Yesterday Neil Irwin got some criticism for not mentioning the fact that fiscal retrenchment wasn´t having all the expected contractionary effects on the economy largely because monetary policy was offsetting it.
In fact, he was ‘reasoning from a GDP components change’, which obviously got him nowhere.
Today he answers his critics:
The U.S. economy, as I wrote yesterday, seems to be holding up well despite the onset of fiscal austerity. Jared Bernstein, Scott Sumner and Ezra say I should have mentioned an important reason: the apparent success of the Federal Reserve’s policies, introduced last September, of pumping more money into the economy and pledging to keep rates low even after the economy improves.
They’re right! But that may not be a good thing.
There is good reason to think that monetary easing is doing quite a bit of the work offsetting tighter fiscal policy. The Fed’s policies, including buying $85 billion in bonds each month with newly created money, are directly aimed at housing; $40 billion of those purchases are of mortgage-backed securities, meaning the money is being funneled directly toward the sector. And sure enough, a solidifying housing market is an important part of the economy’s holding up. And a second important consequence of Fed easing is to boost the prices of other financial assets, including the stock market.

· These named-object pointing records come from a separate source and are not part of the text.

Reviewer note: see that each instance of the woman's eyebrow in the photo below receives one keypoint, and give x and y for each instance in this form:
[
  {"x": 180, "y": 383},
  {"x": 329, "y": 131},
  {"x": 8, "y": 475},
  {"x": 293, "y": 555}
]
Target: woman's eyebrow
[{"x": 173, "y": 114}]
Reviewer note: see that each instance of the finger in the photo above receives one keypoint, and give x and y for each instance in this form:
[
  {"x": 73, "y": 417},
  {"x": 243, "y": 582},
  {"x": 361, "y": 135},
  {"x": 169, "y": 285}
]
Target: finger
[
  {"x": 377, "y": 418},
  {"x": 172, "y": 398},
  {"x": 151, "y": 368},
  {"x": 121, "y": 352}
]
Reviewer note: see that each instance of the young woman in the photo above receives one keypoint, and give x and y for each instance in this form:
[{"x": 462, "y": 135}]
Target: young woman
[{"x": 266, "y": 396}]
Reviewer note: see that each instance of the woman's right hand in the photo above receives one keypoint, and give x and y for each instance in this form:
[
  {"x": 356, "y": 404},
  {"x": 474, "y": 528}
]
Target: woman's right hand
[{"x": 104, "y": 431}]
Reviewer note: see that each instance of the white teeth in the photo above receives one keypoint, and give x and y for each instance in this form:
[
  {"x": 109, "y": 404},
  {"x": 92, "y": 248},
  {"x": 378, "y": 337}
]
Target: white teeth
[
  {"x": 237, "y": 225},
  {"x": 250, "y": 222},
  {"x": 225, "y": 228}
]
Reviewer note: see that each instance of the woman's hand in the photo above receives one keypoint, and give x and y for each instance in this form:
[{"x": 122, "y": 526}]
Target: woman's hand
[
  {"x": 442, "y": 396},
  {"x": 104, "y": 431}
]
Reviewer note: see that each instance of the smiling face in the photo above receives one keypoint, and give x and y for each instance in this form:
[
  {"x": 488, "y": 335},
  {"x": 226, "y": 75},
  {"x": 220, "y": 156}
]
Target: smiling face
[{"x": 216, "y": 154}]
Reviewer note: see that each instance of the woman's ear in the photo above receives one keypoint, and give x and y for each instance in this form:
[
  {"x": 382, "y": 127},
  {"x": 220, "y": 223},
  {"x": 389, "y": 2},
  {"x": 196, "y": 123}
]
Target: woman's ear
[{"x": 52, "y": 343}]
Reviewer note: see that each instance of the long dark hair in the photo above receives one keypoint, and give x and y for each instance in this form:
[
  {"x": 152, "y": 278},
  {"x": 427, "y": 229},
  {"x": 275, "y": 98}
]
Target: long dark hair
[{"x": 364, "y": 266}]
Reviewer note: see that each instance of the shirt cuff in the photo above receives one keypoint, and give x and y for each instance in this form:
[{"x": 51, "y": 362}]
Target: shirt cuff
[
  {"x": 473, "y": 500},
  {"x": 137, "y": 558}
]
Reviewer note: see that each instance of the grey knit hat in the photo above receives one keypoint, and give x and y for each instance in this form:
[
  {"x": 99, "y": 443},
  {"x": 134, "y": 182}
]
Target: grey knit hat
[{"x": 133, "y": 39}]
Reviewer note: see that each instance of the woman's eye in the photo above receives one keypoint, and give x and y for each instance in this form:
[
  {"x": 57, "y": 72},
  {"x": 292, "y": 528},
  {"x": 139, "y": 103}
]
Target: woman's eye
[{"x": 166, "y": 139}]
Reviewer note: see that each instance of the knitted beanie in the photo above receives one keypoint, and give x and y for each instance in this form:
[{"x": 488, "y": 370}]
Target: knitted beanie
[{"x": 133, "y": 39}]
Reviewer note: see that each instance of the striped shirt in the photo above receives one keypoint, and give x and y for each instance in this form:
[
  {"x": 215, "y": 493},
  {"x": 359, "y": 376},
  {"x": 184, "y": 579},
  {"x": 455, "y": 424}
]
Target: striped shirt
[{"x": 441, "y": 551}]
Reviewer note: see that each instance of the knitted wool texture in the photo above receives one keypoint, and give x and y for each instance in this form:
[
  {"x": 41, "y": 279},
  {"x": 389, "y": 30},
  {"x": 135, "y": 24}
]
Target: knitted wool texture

This isn’t rocket science: The Fed in September introduced a policy meant to boost housing and stock prices, and now, nine months later, housing prices and stock prices have risen quite a bit. Enough, indeed, to (so far) offset the impact of higher taxes that went into effect Jan. 1 and federal spending cuts that took effect March 1.
So far so good. The bad news, though, is that these channels through which monetary policy affects the economy tend to offer the most direct benefits to those who already have high incomes and high levels of wealth.
No matter that about 65% of households are homeowners and that many believe that ‘housing is the business cycle’.
Mr Irwin disregards all indirect and spillover effects because he´s not comfortable with the ‘door through which money first goes through’!